世界的なデータ統合・連携の盛り上がりに対応

セッションの冒頭、株式会社primeNumber 執行役員COO カスタマーサクセス本部長の新井 崇志は、Salesforceとの関係強化について紹介しました。primeNumberは2022年2月、米国セールスフォース・ドットコムの投資部門であるSalesforce Venturesを引受先とした第三者割当増資により、シリーズBラウンドの資金調達を完了したことを報告しました。

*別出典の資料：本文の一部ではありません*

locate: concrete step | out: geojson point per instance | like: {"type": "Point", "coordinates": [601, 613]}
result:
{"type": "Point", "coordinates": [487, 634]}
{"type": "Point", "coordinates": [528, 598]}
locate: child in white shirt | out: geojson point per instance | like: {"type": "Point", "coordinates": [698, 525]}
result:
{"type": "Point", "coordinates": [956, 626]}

そして、株式会社セールスフォース・ジャパンの常務執行役員でSalesforce Ventures 日本代表・パートナーの浅田 賢氏は、投資先としてprimeNumberに期待する理由を説明します。具体的には、「データ統合・連携ソリューションの世界的な盛り上がり」「プロダクトが企業を成長させるPLG(Product Led Growth)の爆発的な伸び」「将来の海外展開による成長の可能性」の3点を挙げました。

「様々なWebサービスなどの拡大により、世界中で日々膨大なデータが生まれ続けています。そのデータの統合・活用が、ビジネスユーザーにとって喫緊の課題になる中、trocco®はまさに、プロダクトがプロダクトを売るPLGを体現した製品であると期待しています」(浅田氏)

trocco®は、あらゆるデータソースからデータの抽出、加工、連携を自動化し、「データによるビジネス貢献」を実現するクラウドサービスです。Salesforceの各種サービスに接続することで、多様な領域でのデータ集約が可能です。日本ではどのような業務の領域で課題があるのか、新井が問いました。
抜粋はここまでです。